- Born: Sophia Tendai Chandauka 1978 (age 47–48) Harare, Zimbabwe
- Education: Lake Superior State University (LSSU)

= Sophie Chandauka =

Zimbabwean lawyer

Sophie Tendai Chandauka (born 1978) is a Zimbabwean corporate finance lawyer. In 2025, she made headlines for her role in a dispute involving the charity Sentebale.

==Education==
Following primary and secondary education in Harare, Zimbabwe, Chandauka was sponsored by Rotary International in 1994 as a Rotary Youth Exchange student for a year in Sault Ste. Marie, Ontario, Canada. She then attended Lake Superior State University (LSSU) in Michigan, where she was awarded another Rotary scholarship to study at the University of Birmingham in the United Kingdom for a year.

==Career==
In 2007, Chandauka was shortlisted as a finalist for the British Legal Awards "Young Solicitor of the Year". In 2008, she was shortlisted as a finalist for The Lawyer Awards "Assistant Solicitor of the Year". Also in that year, Chandauka was selected as one of Management Todays "35 Women Under 35" businesswomen to watch and was featured on the cover of the July 2008 issue of the magazine with four other women.
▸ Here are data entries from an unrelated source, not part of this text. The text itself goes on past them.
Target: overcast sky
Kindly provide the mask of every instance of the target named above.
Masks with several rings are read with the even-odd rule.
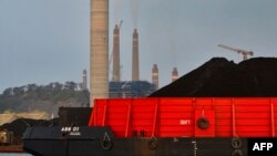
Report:
[[[133,29],[140,33],[141,80],[173,66],[184,75],[215,56],[243,56],[217,44],[277,56],[276,0],[110,0],[121,28],[122,79],[131,80]],[[29,83],[81,82],[90,64],[90,0],[0,0],[0,92]],[[112,71],[111,71],[112,72]]]

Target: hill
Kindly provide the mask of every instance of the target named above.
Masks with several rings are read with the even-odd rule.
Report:
[[[60,106],[86,106],[89,91],[78,90],[78,84],[58,82],[48,85],[28,84],[19,87],[9,87],[0,94],[0,113],[43,111],[58,114]]]

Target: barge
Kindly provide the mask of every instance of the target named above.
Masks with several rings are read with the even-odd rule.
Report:
[[[23,149],[35,156],[252,156],[256,143],[277,145],[276,133],[277,97],[105,98],[94,101],[88,126],[28,127]]]

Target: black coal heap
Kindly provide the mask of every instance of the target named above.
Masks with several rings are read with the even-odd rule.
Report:
[[[238,64],[214,58],[150,97],[277,96],[277,58],[254,58]]]

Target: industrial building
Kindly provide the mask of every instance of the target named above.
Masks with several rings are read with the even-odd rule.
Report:
[[[91,0],[90,100],[109,97],[109,0]]]
[[[110,97],[145,97],[155,91],[147,81],[110,82]]]

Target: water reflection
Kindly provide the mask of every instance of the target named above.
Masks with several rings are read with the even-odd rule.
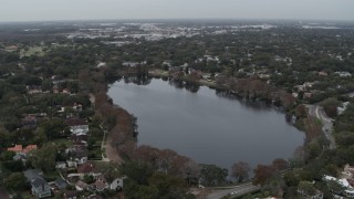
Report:
[[[303,144],[303,134],[272,105],[165,81],[125,77],[108,90],[115,104],[138,118],[139,145],[230,168],[238,160],[256,166],[287,159]]]

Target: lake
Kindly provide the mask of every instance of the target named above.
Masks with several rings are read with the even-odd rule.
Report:
[[[207,86],[190,92],[159,78],[147,85],[119,81],[107,94],[137,117],[138,145],[169,148],[197,163],[230,169],[242,160],[254,167],[293,157],[304,142],[275,108],[223,97]]]

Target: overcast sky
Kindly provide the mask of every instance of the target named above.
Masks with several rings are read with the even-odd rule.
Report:
[[[0,21],[190,18],[354,20],[354,0],[0,0]]]

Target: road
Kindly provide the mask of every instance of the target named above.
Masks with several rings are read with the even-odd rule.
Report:
[[[235,196],[247,195],[253,191],[259,190],[259,186],[253,186],[252,184],[244,184],[240,186],[229,187],[220,190],[214,190],[207,198],[208,199],[220,199],[225,196],[228,196],[230,192],[237,192]]]
[[[333,137],[333,121],[330,118],[322,106],[319,105],[306,105],[309,108],[309,115],[319,118],[322,122],[322,132],[330,142],[330,148],[334,149],[336,147],[334,137]]]

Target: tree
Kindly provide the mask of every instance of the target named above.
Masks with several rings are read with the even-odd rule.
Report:
[[[173,195],[174,192],[183,192],[185,188],[184,179],[163,172],[156,172],[149,178],[148,182],[149,186],[158,189],[159,197]]]
[[[29,155],[29,160],[32,167],[51,171],[55,169],[55,158],[58,155],[58,147],[53,144],[46,144],[41,149],[32,150]]]
[[[316,189],[314,185],[310,181],[300,181],[298,186],[298,190],[305,196],[313,196],[316,193]]]
[[[289,163],[282,158],[277,158],[273,160],[272,166],[277,171],[281,171],[289,168]]]
[[[258,165],[254,169],[254,177],[252,180],[253,185],[261,185],[263,186],[267,179],[274,175],[275,170],[272,166],[267,165]]]
[[[12,172],[4,179],[4,186],[9,190],[25,190],[29,187],[22,172]]]
[[[112,184],[117,177],[119,177],[118,166],[114,163],[108,163],[103,168],[103,175],[108,184]]]
[[[63,135],[63,133],[69,132],[67,125],[62,119],[53,118],[41,124],[41,127],[46,133],[48,138],[58,138]]]
[[[231,167],[231,175],[237,178],[239,182],[246,180],[249,177],[251,170],[250,165],[243,161],[238,161]]]

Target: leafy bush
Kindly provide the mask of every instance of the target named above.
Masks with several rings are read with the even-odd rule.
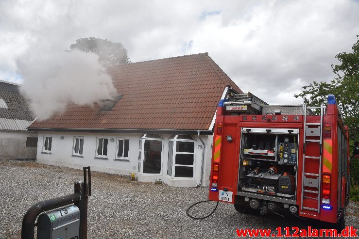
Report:
[[[350,201],[359,203],[359,187],[355,185],[350,187]]]
[[[351,185],[359,186],[359,158],[350,160],[350,178]]]
[[[350,200],[359,203],[359,159],[350,160]]]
In the same year, Chandauka was invited to Lake Superior State University to receive the Paul Ripley Young Alumna Award. In autumn 2011, she was shortlisted as a finalist for the Women of the Future Awards. In March 2013 she was featured in Financial News editorial pick of 40 Rising Stars in the European legal profession aged under 40. She is a member of the Executive Leadership Council (ELC) – a membership organisation committed to increasing the number of senior black executives in global enterprises.

In the 2021 Queen's birthday honours she was awarded an MBE "for services to Diversity in Business."

In 2023, Coventry University awarded her an honorary doctorate.

==Sentebale charity ==
In 2008, Chandauka was appointed to the board of trustees of Sentebale ("Forget Me Not" in Sesotho), an African children's charity established by Prince Seeiso of Lesotho and Prince Harry to help vulnerable children and young people in Lesotho, particularly those orphaned as a result of HIV/AIDS.

In 2025, a dispute arose between Chandauka and the board of trustees, around a decision about focusing the charity's fundraising on America. The dispute resulted in the board asking her to resign as chair. She refused and the board resigned in protest, which led to Prince Harry and Prince Seeiso resigning as patrons. Chandauka sued the charity and reported it to the Charity Commission, claiming that what caused the conflict was that she had "blown the whistle" about "poor governance, weak executive management, abuse of power, bullying, harassment, misogyny, misogynoir – and the coverup that ensued" in Sentebale. In early April 2025, the Charity Commission announced that they had formally opened an investigation into the dispute. In August 2025 the Charity Commission announced it found no evidence of "widespread or systemic bullying or harassment, including misogyny or misogynoir" or "over-reach" by either Chandauka or Prince Harry but acknowledged a "strong perception of ill treatment felt by a number of parties" and stated that deciding on specific allegations of bullying was outside the purview of its regulatory authority. It also criticised all sides for allowing the conflict "to play out publicly" and cited poor internal governance and a "failure to resolve disputes internally" as factors that impacted the charity's reputation.